Amid these attempts by the telecom operators to reduce their debt levels, the SC order on October 24, 2019 pertaining to the definition of AGR and inclusion of some non-core revenues while calculating the AGR from retrospective basis has added to the woes of the industry. The telecom operators are required to pay a revenue share to the DoT in the form of license fee and spectrum usage charges which are derived from the AGR. The SC ruling mandated the operators to include some components of revenues like dividend income, rental income, forex gains, etc while computing AGR on a retrospective basis, which along with interest and penalties on the same resulted in sizeable dues for the operators. In case these have to be funded through debt, it has the potential to derail the deleveraging attempts by the industry. However, clarity is awaited on the final amounts and the payout timelines as the operators have filed a review petition with the SC. The government has announced deferral of spectrum auction instalment payments for FY2021 and FY2022, providing a minor financial succour to the industry.
During FY2019, the industry incurred a capex of more than Rs 1 trillion and the capex intensity, as measured by the capex/sales ratio has been significantly higher over 50 per cent compared to international standards of 17-18 per cent, especially in the last few years. However, with the telecom industry achieving a sizeable penetration for 4G, the peak capex cycle for Indian telcos is over and thus the capex intensity is expected to witness moderation till the time there is a technology upgrade to 5G. The capital expenditure incurred by the telecom operators has remained high on account of expansion and upgradation of network towards 4G, amid increasing data requirements, changes in technology and spectrum acquisition. The moderation in the capex intensity is expected to improve the cash flow position, going forward.

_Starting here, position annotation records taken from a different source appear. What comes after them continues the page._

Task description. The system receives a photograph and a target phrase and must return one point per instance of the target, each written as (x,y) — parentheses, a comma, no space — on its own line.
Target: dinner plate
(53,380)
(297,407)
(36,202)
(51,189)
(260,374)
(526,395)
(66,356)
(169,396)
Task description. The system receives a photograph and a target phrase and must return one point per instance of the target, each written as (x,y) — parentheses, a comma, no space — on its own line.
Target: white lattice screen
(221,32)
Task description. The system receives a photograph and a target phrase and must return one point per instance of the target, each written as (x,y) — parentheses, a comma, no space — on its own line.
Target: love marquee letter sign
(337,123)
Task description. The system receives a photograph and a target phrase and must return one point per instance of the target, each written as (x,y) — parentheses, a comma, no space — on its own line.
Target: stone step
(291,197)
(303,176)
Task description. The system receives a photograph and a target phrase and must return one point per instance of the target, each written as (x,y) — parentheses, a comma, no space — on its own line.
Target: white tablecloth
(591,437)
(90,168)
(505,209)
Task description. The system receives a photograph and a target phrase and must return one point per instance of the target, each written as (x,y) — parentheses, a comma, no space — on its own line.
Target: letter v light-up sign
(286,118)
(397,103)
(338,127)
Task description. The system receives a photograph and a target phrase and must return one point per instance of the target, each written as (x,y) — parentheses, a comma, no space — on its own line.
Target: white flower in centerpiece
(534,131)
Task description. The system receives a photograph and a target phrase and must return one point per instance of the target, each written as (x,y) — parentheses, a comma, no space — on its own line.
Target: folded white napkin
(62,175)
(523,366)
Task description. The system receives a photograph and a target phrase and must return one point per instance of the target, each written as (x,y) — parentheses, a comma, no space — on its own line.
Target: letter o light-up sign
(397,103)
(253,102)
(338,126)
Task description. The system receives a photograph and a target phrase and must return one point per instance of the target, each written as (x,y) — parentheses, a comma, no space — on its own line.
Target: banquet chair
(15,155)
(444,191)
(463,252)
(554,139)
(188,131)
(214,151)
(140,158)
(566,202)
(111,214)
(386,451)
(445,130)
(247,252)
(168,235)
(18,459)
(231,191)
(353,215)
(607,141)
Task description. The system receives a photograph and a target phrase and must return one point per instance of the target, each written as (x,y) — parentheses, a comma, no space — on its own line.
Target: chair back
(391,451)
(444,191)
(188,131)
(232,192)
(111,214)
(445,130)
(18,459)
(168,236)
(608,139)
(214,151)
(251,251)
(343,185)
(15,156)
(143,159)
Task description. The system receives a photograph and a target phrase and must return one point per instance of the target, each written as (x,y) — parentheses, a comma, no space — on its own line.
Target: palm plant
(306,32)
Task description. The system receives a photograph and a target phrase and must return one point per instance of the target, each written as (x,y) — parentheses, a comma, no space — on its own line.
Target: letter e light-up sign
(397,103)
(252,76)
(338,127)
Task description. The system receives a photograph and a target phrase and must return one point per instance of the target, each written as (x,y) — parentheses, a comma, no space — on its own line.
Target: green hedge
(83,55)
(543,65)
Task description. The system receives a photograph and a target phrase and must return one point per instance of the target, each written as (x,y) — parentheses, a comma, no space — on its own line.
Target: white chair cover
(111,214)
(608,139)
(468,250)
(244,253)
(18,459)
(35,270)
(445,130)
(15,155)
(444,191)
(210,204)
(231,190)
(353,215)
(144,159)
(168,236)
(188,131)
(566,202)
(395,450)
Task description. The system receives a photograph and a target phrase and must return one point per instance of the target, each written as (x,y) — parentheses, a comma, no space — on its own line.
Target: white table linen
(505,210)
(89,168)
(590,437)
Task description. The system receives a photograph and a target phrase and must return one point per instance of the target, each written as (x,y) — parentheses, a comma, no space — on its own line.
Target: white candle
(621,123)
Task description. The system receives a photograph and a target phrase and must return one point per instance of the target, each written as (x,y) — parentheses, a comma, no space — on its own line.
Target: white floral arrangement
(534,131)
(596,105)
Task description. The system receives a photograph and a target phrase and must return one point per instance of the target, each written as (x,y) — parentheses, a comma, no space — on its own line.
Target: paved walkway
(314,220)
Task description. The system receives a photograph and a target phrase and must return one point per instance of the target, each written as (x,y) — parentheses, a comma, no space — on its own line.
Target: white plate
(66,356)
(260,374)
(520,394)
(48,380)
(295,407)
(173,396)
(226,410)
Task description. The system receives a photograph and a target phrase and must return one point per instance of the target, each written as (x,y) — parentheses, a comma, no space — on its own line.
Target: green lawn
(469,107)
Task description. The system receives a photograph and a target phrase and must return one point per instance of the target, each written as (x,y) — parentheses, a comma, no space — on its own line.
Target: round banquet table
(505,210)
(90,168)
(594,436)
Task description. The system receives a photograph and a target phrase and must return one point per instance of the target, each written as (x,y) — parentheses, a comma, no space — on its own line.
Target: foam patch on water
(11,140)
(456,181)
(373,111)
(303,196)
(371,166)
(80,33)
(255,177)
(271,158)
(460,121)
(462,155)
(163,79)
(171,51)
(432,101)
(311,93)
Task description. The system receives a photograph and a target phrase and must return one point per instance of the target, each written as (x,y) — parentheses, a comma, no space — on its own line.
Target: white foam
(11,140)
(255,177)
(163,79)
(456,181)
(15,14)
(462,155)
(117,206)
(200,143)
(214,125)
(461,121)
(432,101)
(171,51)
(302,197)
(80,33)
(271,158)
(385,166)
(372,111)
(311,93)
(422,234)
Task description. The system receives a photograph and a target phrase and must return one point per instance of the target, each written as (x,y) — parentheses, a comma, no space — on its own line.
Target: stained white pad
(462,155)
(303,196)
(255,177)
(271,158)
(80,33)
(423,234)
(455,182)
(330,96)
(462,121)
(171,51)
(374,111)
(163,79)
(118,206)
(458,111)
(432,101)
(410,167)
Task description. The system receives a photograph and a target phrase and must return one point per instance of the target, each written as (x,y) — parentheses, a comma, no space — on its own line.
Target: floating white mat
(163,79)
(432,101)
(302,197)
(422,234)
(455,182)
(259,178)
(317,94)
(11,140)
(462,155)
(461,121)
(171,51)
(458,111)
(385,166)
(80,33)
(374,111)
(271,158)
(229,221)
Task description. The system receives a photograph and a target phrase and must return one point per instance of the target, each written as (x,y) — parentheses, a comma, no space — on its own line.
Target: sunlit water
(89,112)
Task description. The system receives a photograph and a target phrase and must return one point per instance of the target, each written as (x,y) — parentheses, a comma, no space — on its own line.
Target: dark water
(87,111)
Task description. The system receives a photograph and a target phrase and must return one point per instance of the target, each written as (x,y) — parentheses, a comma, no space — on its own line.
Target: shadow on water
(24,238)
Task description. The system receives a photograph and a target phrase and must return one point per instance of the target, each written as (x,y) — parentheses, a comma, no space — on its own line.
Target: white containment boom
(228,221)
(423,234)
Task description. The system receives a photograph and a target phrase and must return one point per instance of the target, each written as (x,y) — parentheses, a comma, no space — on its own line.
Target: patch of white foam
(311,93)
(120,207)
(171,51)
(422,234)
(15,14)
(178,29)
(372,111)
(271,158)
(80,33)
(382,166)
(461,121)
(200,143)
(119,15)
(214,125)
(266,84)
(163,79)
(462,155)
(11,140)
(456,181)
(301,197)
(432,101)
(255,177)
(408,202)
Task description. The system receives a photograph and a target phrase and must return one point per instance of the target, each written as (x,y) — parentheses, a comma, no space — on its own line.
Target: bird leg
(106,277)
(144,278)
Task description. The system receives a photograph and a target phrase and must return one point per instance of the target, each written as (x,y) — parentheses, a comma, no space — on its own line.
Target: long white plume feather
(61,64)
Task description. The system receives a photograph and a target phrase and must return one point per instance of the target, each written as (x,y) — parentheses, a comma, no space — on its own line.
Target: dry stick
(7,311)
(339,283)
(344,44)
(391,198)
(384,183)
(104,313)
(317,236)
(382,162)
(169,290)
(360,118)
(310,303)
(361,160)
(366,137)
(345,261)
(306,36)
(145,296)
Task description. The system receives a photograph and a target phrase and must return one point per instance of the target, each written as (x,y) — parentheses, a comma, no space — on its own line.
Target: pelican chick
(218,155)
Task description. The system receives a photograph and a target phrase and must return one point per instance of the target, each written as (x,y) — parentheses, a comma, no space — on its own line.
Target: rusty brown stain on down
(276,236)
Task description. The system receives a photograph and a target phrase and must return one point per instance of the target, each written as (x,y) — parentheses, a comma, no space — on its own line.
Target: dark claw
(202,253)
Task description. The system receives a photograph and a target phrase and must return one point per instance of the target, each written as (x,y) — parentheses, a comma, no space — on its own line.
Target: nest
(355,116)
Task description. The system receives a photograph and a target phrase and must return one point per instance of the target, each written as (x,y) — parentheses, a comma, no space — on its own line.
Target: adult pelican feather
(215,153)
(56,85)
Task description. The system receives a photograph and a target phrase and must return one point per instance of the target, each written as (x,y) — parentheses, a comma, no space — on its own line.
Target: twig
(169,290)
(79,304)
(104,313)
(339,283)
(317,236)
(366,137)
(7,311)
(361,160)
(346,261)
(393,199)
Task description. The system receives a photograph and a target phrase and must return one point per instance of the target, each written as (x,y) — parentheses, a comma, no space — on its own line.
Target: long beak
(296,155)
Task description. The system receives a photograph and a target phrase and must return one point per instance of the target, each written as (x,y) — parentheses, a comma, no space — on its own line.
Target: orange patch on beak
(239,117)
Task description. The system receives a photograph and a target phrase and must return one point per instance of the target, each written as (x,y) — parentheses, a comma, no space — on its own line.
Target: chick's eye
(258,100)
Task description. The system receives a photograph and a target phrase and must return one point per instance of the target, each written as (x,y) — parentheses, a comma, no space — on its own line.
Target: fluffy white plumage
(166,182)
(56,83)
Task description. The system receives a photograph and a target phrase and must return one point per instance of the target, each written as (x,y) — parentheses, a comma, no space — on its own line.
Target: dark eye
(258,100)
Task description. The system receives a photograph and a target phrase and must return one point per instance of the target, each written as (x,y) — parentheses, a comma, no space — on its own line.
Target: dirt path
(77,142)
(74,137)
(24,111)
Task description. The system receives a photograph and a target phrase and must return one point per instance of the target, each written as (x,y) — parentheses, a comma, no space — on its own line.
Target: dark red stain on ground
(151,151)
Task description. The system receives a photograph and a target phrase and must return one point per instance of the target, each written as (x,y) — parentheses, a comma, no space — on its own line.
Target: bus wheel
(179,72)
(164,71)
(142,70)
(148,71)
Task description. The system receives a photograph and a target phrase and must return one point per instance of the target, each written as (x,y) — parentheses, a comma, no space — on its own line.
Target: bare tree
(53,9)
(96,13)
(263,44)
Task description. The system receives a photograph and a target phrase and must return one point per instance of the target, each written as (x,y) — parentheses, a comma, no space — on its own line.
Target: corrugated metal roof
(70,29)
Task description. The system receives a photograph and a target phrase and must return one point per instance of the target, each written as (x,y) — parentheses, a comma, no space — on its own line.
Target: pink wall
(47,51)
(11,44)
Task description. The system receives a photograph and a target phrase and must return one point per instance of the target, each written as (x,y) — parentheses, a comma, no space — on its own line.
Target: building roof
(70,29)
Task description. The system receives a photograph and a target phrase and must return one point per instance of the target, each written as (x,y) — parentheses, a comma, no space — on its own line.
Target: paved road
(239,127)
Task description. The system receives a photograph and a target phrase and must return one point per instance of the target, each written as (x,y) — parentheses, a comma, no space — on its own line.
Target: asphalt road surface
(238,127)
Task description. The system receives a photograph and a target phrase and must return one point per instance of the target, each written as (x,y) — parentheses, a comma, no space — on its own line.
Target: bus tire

Among other sources of revenues, ICRA believes greater proliferation is expected in the home broadband and Direct-to-Home (DTH) services. While these services have been provided by many telecom players for many years, a new entrant with plans for widespread penetration, is likely to provide greater fillip to these segments. Another emerging trend is greater focus on content by the telecom operators to increase customer stickiness. These developments would mean greater convergence of various means of mobility and entertainment, with telecom networks serving as the foundation.